Es gibt jedoch ein großes Problem mit der Geschichte und das ist der eigentliche Aufhänger. Die Liebesgeschichte zwischen Soo-nam und ihrem Ehemann lässt
einfach jegliche Form der Glaubwürdigkeit vermissen. Die beiden soll eine starke Liebe verbinden, aber es fehlt die Chemie zwischen den zwei. Das liegt daran,
dass es auch keine Szenen zwischen ihnen gibt, in denen die Beziehung glaubwürdig aufgebaut würde. Daher wundert man sich später, mit wie viel Verbissenheit
Soo-nam um ihr kleines Eheglück kämpft. Daneben fügt sich auch die sozialkritisch angedachte Geschichte um die ungleiche Verteilung von Eigentum nicht
nahtlos in den Film. Dennoch kann nicht behauptet werden, dass die Botschaft des Films nicht verständlich wäre. Außerdem vermag es der schwarze Humor,
die Tragik der Geschichte gerade noch erträglich zu machen. Allzu oft wäre einem sonst nämlich zum Weinen zumute.
Ein wenig wirkt der Film wie eine Mischung aus "Sympathy for Mr.
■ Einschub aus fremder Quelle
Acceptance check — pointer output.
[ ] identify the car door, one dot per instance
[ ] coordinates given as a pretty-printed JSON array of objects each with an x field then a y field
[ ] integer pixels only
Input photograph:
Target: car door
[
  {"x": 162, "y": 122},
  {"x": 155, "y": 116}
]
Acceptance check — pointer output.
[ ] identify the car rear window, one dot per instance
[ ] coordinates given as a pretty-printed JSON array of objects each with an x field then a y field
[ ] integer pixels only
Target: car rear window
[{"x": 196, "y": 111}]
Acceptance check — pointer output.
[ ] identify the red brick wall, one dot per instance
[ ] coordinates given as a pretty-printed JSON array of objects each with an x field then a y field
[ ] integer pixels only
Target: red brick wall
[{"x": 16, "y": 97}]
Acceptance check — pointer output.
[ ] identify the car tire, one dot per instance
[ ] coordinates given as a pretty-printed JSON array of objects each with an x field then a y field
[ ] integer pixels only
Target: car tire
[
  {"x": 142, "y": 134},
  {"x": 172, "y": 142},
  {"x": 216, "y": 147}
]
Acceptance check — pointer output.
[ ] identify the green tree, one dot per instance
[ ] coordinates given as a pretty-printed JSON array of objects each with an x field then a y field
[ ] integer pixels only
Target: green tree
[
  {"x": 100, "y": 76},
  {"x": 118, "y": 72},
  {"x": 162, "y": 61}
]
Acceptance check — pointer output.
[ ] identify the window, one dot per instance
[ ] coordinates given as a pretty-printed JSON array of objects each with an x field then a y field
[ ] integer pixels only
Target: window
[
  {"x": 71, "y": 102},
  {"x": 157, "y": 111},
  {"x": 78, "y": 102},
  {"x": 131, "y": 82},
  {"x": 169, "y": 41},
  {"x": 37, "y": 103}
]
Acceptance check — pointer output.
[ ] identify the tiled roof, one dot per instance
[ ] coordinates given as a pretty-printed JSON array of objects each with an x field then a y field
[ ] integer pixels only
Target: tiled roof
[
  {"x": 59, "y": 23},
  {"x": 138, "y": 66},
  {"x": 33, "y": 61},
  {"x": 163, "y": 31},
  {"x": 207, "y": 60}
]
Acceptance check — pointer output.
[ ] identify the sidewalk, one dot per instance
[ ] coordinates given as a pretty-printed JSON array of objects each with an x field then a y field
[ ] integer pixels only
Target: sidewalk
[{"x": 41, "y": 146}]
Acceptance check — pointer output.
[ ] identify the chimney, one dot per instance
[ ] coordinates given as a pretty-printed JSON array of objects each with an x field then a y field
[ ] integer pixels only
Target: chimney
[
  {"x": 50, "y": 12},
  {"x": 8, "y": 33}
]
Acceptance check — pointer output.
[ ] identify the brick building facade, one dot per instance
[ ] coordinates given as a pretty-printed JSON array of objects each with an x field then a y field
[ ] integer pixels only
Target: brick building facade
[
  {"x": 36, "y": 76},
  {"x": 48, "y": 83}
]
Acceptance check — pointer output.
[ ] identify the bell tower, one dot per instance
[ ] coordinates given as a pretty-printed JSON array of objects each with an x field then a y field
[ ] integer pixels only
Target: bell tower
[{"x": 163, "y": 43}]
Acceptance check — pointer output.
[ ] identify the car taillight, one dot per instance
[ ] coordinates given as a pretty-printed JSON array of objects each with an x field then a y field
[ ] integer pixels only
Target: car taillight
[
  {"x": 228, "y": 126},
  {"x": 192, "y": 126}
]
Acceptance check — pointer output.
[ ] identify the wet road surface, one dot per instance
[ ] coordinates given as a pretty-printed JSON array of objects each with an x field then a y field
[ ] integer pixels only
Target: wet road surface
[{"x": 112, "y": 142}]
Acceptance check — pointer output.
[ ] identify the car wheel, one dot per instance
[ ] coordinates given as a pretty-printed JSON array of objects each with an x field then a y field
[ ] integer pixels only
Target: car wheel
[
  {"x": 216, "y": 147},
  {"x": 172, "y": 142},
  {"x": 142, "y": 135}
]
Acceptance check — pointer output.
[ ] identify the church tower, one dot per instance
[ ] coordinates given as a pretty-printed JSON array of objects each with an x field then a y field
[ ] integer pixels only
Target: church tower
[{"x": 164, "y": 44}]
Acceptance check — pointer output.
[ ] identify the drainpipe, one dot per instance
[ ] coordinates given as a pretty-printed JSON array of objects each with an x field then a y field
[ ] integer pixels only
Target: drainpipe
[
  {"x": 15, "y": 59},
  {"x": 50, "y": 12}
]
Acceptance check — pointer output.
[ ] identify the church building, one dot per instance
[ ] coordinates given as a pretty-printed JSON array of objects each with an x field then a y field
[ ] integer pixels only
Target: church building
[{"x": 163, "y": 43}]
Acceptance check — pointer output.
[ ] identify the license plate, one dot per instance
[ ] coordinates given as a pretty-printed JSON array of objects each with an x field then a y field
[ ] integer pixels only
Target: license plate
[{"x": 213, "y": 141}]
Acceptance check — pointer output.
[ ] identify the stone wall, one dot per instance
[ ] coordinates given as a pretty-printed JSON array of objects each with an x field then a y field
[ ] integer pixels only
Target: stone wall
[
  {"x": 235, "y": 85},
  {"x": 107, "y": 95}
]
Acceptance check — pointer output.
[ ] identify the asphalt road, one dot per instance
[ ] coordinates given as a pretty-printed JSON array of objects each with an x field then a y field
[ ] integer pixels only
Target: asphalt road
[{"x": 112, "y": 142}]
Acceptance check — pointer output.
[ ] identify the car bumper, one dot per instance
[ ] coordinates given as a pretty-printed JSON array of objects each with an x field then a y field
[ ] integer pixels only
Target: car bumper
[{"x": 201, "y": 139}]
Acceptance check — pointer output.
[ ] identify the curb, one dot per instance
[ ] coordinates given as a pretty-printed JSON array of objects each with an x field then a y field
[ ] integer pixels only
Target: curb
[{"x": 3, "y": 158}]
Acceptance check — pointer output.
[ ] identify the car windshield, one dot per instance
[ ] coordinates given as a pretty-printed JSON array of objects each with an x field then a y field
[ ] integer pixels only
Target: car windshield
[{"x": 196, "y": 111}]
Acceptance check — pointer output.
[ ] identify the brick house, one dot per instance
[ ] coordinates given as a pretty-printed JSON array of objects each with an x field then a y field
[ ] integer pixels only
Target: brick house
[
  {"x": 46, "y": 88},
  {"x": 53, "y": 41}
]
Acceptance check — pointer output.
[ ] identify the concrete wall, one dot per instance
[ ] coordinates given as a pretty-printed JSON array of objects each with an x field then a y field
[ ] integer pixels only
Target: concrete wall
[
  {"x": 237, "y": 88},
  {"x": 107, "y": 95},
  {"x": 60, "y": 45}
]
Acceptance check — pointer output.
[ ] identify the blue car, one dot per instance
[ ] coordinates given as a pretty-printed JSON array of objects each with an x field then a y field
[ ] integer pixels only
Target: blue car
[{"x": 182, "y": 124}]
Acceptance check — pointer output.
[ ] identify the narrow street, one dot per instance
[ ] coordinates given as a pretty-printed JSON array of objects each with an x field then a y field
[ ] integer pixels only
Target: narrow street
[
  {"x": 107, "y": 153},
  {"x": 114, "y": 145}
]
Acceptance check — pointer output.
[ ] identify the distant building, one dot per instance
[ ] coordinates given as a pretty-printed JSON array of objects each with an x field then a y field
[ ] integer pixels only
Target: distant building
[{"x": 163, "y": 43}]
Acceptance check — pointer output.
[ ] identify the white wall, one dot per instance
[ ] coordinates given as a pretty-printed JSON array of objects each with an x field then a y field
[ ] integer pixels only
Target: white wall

Vengeance" und "Dream Home". "Alice in Earnestland" ist aber nicht ganz so blutig wie letzterer. Obwohl wir eine Operation am Ohr in aller Ausführlichkeit und das Zerlegen eines Fisches zu sehen bekommen. Daneben sind die etwas blutigeren Morde eigentlich harmlos. Die Geschichte wird dabei die meiste Zeit in Form von Rückblenden erzählt und Soo-nam tritt dabei als Erzählerin auf, sodass wir gezwungen sind, ihre Perspektive einzunehmen und sie nicht schlichtweg für ihre Taten zu verurteilen. Die einzelnen Entwicklungen in der Geschichte sind teilweise ziemlich originell und mit einer Laufzeit von 90 Minuten wird das Drama auch nicht unnötig in die Länge gezogen. Am Ende mag es vielleicht schwer fallen, jede Handlung der Protagonistin zu verstehen, aber das letzte Bild, wenn auch etwas vorhersehbar, lässt keinen Zweifel daran, warum Soo-nam zu solchen Extremen gegriffen hat.